Fig.3 True stress-true strain curve of (a) piercing, continuous rolling and sizing, (b) continuous rolling and sizing (magnification) of P91 TMCP
It can be seen from the true stress-true strain curve (Fig. 3b) in the continuous rolling stage that the strain accumulated in the first two passes, and the stress in the second pass was as high as – 94.5 MPa, but then the stress decreased rapidly, indicating that from the third pass, since the strain value in each pass decreased significantly compared with the first two passes, the static recrystallization softening occurred before the strain accumulated. Because of the high deformation temperature (1250-1100 ℃) and large deformation amount (true strain up to 1.8) in the piercing continuous rolling stage of P91 steel, the recrystallization control rolling can be used to refine the austenite grains before sizing.
From the true stress-true strain curve of sizing stage (Fig. 3b), it can be seen that the first five passes of sizing deformation achieve the accumulation of stress variables, forming a certain degree of work hardening, the peak stress reaches – 54.535 MPa, the sixth and seventh passes are close to the finished rolling passes, the stress variables are small, and the accumulation effect of stress is no longer obvious. Because the total strain of TMCP of P91 steel does not reach the critical strain of dynamic recrystallization and is in the strain accumulation in the non recrystallization area, the TMCP sizing process can realize the controlled rolling of non recrystallization type, the deformation characteristics make the material in the high energy state with a lot of “defects”, increase the nucleation core of martensite, make the subsequent TMCP controlled cooling process easier to induce martensitic transformation, and greatly Refine martensitic lath.
Genetic rule of TMCP
Figure 4 shows the microstructure of P91 steel TMCP after perforation, continuous rolling and sizing. It can be seen from Fig. 4 that the grain refinement tendency is more obvious with the increase of deformation amount and the decrease of deformation temperature. It can be seen from FIG. 4A that there are obvious long fiber structures after perforation deformation, and dynamic recrystallization core can also be observed at the grain boundary of deformation grain, indicating that dynamic recrystallization has taken place; with continuous rolling deformation, static recrystallization grains gradually increase and continuously devour deformation grains, and grow up, until all the structures are transformed into recrystallization grains, gradually replacing the original coarse grains After continuous rolling, the equiaxed grain size is about 40 μ m, as shown in Fig. 4B. Because the TMCP of P91 steel is easy to move and annihilate due to the high temperature during the process of piercing and rolling, the metal is easy to form nucleus and grow up in the process of deformation, so as to refine the austenite grain. Figure 4C and figure d show the microstructure of P91 steel TMCP with cooling rate of 0.5 ℃ / s and 1 ℃ / s respectively after sizing. It can be seen that the coarse deformed grains disappear completely, and the cooling rate increases from 0.5 ℃ / s to 1 ℃ / s, and the grain size is refined from about 30 μ m to about 20 μ M. Because the TMCP of P91 steel uses the lower sizing and finishing temperature of 990 ℃, the movement speed of dislocation is lower, the deformation band formed in sizing process can better segment austenite grain, deformation-induced martensite transformation, promote martensite nucleation, combined with the controlled cooling of 1 ℃ / s, retain the original microstructure before fine phase transformation, at the same time, it can greatly refine the transformed martensite structure.
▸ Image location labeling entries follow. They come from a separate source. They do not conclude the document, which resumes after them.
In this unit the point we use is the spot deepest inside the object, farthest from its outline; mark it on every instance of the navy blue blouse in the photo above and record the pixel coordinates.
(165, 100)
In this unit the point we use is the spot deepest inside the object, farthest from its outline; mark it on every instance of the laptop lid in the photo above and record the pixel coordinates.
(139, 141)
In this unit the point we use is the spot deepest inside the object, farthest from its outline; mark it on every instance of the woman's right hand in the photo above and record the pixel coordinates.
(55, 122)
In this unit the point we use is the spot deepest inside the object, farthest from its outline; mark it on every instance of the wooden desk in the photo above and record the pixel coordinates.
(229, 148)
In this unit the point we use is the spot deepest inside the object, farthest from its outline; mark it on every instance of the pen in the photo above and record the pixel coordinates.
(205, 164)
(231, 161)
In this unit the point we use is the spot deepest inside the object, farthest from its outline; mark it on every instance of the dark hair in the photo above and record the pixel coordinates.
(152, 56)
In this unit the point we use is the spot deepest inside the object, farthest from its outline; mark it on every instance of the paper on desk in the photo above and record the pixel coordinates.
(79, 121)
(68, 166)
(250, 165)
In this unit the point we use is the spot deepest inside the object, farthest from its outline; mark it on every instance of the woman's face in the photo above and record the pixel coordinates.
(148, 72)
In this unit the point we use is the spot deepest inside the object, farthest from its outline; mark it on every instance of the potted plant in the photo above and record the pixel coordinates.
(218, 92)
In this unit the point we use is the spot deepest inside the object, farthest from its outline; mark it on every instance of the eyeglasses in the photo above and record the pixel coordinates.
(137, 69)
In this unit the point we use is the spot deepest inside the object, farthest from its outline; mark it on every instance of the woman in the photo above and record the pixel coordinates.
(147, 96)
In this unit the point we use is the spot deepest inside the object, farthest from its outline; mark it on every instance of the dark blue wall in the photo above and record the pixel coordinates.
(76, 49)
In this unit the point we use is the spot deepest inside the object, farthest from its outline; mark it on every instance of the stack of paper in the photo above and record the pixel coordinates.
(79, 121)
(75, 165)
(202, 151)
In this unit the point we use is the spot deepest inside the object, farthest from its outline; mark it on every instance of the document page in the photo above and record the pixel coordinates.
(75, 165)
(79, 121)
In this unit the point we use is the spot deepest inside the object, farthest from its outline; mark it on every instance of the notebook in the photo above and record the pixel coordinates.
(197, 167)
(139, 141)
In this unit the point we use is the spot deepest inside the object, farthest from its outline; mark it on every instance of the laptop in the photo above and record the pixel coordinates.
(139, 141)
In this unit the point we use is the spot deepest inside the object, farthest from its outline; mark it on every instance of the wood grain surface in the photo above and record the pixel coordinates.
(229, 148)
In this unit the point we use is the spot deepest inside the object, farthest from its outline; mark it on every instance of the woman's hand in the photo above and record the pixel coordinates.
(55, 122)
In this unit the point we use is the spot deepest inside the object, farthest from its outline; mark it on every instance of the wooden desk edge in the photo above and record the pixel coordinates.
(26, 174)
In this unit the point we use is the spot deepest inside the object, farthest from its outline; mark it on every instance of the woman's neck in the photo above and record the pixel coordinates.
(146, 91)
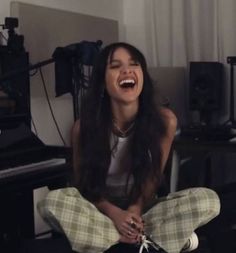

Fig.4 Microstructures of the P91 TMCP after piercing, continuous rolling and sizing (a) quenching after piercing, (b) quenching after continuous rolling, (c) cooling at 0.5℃/s after sizing, (d) cooling at 1℃/s after sizing
Fig. 5A and Fig. b show the SEM structure of P91 steel TMCP with controlled cooling rate of 0.5 ℃ / s and 1.0 ℃ / s respectively. Compared with FIG. 5A and Fig. B, when the cooling rate is increased from 0.5 ℃ / s to 1.0 ℃ / s after sizing, the width of martensitic lath bundle is refined from 1.0 ~ 1.5 μ m to 0.6 ~ 1.0 μ m; at the same time, a large number of fine precipitates are seen in Fig. 5B. EDS test results show that the precipitates mainly contain Cr, Fe and Mo elements, which can be determined as (Cr, Fe, Mo) 23c6. Therefore, the fine lath martensite structure strengthened by precipitates can be obtained by using 1.0 ℃ / s cooling rate after TMCP sizing of P91 steel.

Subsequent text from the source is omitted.